こんな夢を観た「通勤ハンバーグ」
新宿で乗り換えようとすると、どういうわけだか、必ず迷子になる。埼京線乗り場を探し求め、さっきから3時間も構内をうろついていた。
「あの、どなたか埼京線のホームがどこかご存じありませんかぁ」忙しそうに行き交う人に、そう声を掛けてみる。
「さあねえ、どこだったっけかなあ」
「見たことあるよ。あれは確か、10年ほど前の雪の日だったよ」
なんてわかりにくい駅なんだろう。
あてどもなくさまよい歩き、ようやくそれらしい電車に乗ることができた。
「ああ、よかった。これでやっと帰れる」わたしはほっと胸をなで下ろす。
それにしても混んでいる。背の低いわたしは、爪先立って、吊革につかまらなくてはならない。けれど、押し合い、へし合い、たちまちバランスを崩してしまうのだ。その度にまたうーっと背伸びをして、吊革にぶら下がる。

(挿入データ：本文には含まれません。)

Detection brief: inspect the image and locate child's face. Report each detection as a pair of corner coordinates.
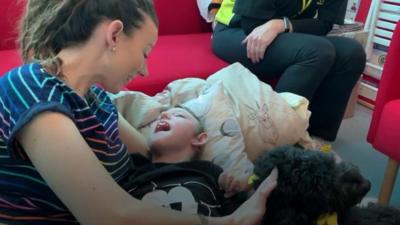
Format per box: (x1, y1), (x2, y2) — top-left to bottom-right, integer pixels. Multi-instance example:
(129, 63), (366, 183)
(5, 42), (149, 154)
(149, 108), (199, 159)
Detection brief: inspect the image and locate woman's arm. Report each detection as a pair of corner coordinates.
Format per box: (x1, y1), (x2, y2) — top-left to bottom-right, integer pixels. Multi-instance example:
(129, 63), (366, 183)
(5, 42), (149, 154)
(118, 113), (149, 156)
(17, 112), (276, 225)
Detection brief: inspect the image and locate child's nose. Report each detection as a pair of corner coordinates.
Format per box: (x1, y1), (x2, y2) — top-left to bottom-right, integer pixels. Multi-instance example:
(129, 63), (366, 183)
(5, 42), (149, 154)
(160, 112), (170, 119)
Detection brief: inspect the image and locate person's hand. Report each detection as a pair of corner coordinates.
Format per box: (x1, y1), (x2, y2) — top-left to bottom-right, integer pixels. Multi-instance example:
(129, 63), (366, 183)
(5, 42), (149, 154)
(230, 168), (278, 225)
(242, 19), (285, 63)
(218, 168), (252, 198)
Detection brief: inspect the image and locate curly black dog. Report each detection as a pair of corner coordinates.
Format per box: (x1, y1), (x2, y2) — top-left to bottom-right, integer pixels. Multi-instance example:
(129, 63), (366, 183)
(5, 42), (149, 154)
(254, 146), (371, 225)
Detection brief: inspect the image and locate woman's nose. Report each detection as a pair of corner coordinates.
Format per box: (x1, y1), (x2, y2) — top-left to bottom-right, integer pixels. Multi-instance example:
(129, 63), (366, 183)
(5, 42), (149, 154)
(160, 112), (170, 119)
(139, 61), (149, 77)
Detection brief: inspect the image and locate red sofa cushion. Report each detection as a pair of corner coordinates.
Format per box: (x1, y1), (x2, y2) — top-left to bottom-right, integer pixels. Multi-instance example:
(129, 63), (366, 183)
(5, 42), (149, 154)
(154, 0), (211, 35)
(0, 0), (24, 50)
(126, 33), (228, 95)
(373, 100), (400, 161)
(0, 49), (22, 77)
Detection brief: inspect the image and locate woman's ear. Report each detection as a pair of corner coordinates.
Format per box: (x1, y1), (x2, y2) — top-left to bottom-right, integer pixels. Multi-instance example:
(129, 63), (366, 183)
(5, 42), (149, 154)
(192, 132), (208, 147)
(106, 20), (124, 49)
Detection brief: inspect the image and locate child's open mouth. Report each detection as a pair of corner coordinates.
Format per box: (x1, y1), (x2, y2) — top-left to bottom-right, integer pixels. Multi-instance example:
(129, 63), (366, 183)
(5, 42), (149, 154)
(154, 120), (171, 133)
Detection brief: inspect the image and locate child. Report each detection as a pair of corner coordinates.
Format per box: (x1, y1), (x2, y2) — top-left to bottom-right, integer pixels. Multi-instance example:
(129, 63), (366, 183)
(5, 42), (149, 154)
(125, 108), (253, 216)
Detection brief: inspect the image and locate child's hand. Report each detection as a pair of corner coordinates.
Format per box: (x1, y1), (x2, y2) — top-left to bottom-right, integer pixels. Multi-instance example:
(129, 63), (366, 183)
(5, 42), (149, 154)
(218, 169), (252, 198)
(230, 168), (278, 225)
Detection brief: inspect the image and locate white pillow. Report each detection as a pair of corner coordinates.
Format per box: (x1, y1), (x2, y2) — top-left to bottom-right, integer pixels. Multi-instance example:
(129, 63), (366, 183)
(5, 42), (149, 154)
(207, 63), (310, 161)
(183, 82), (253, 175)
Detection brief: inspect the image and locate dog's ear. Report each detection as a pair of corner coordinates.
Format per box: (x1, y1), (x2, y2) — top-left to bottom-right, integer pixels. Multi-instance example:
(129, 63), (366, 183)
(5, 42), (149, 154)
(335, 163), (371, 211)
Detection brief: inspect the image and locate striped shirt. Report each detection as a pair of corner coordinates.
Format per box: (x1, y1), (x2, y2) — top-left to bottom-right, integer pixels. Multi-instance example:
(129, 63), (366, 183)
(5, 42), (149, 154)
(0, 64), (133, 225)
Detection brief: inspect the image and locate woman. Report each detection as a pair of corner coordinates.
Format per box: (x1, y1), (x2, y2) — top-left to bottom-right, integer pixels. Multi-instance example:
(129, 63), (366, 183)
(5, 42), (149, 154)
(0, 0), (276, 225)
(213, 0), (365, 141)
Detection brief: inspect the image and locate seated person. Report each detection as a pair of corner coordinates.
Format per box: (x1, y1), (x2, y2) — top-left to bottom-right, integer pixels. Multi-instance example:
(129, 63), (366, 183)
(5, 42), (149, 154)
(125, 108), (276, 216)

駅で停まるたび、降りた客の倍、またどっと乗り込んでくる。ただでさえいっぱいなのに、ぎゅうぎゅうと、押しくらまんじゅう状態である。
「埼京線って、いつも満員だからやだなぁ。しかも、こんなに蒸し暑いのに、冷房なしだなんて」思わず洩らしたわたしのつぶやきに、誰かが答える。
「埼京線? ああ、それなら乗る電車を間違えましたな。これは最凶線ですよ」
ああ、やっぱり! どうりで最悪だと思った。
あんまり揉みくちゃにされているものだから、頭の中は「手ごねハンバーグ」のことでいっぱいだ。

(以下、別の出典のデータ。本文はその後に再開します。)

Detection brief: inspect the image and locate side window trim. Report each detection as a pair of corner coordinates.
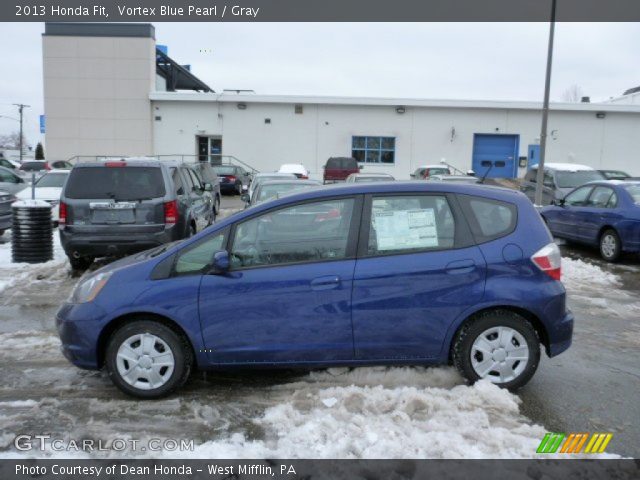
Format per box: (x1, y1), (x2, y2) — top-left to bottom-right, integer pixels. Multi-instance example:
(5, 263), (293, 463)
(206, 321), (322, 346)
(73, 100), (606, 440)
(357, 192), (475, 259)
(169, 226), (231, 278)
(225, 195), (364, 272)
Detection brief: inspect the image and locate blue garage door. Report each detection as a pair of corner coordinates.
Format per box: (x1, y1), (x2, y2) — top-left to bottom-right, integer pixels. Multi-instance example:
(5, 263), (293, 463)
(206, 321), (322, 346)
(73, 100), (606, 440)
(471, 133), (520, 178)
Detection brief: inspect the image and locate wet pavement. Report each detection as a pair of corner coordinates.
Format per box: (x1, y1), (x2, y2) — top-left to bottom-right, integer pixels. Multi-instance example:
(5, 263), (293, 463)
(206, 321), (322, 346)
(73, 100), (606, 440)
(0, 197), (640, 458)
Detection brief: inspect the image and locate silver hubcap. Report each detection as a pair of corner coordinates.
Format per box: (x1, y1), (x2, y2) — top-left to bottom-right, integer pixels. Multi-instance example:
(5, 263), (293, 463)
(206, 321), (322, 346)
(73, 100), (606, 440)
(471, 327), (529, 383)
(600, 235), (616, 258)
(116, 333), (175, 390)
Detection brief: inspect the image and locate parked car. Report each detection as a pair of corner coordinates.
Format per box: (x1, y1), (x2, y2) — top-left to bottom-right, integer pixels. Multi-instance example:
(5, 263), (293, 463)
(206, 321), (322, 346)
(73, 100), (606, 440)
(213, 165), (251, 195)
(345, 173), (395, 183)
(59, 158), (213, 269)
(247, 172), (296, 198)
(540, 180), (640, 262)
(56, 180), (573, 398)
(16, 170), (69, 225)
(278, 163), (309, 180)
(0, 167), (27, 194)
(191, 162), (221, 217)
(409, 165), (451, 180)
(242, 179), (322, 207)
(322, 157), (360, 183)
(427, 174), (480, 183)
(0, 190), (16, 236)
(520, 163), (605, 205)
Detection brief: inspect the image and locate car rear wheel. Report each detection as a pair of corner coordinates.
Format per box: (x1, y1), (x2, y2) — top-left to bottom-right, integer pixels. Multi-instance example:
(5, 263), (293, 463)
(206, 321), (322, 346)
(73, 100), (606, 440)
(106, 320), (193, 399)
(600, 229), (622, 262)
(453, 310), (540, 390)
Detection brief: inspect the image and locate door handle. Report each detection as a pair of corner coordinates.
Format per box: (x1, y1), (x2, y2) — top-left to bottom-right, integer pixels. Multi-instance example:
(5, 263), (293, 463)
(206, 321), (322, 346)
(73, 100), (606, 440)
(445, 259), (476, 275)
(311, 275), (340, 290)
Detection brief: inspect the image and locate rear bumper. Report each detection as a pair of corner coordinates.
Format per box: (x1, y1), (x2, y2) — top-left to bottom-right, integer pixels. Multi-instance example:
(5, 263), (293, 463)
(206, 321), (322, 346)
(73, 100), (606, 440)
(547, 310), (574, 357)
(60, 226), (178, 257)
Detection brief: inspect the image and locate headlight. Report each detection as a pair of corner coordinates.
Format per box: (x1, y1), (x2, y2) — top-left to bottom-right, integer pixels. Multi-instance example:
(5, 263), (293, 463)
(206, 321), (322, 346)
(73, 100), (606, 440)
(69, 272), (113, 303)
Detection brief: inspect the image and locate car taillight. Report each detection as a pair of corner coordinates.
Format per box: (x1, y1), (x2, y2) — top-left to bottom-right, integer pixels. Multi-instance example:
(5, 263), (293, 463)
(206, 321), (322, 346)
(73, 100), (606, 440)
(531, 243), (562, 280)
(164, 200), (178, 225)
(58, 202), (67, 226)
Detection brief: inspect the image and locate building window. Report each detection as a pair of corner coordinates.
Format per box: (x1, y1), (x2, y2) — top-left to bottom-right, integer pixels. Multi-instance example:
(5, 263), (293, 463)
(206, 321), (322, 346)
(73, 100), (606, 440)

ファミレスで食べた、ハンバーグのセットがおいしかったなぁ。ソースはデミグラで、ナイフで切り分けると、じわっと肉汁が染み出てくる。
残念ながら、今度は自分がハンバーグになる運命らしい。今までは食べる側だったけれど、とうとう食べられる番か。
「あなた、あきらめちゃダメよ。意志を強く持つの。いい? 絶対にハンバーグになんかなっちゃダメだからねっ」そう励ます声がする。
「そうだぞ。頑張れっ。君の人生はハンバーグになることだったのか? いや、断じて違うぞっ!」
「ハンバーグになんてなるもんじゃない。食べられて、それっきりだぜ」
身動き1つできない中、周囲の人々がわたしを応援してくれた。
どうにか耐えようともがいたが、あっからもこっちからも揉まれ続けて、わたしはついにあきらめる。
お尻の辺りからハンバーグになっていくのがわかる。やがて、腿やふくらはぎへと広がり、あっという間に全身が手ごねハンバーグになってしまうのだ。
わたしは車内にいる人たちに向かって、最後の願いを請う。
「どうか、ファスト・フードなんかには卸さないで下さい。びっくりドンキーとか……せめて、ロイヤルホストへ……」
今まで食べてきたハンバーグ達も、こんな気持ちだったのかなぁ。薄れゆく意識の中、わたしはぼんやりとそう考えていた。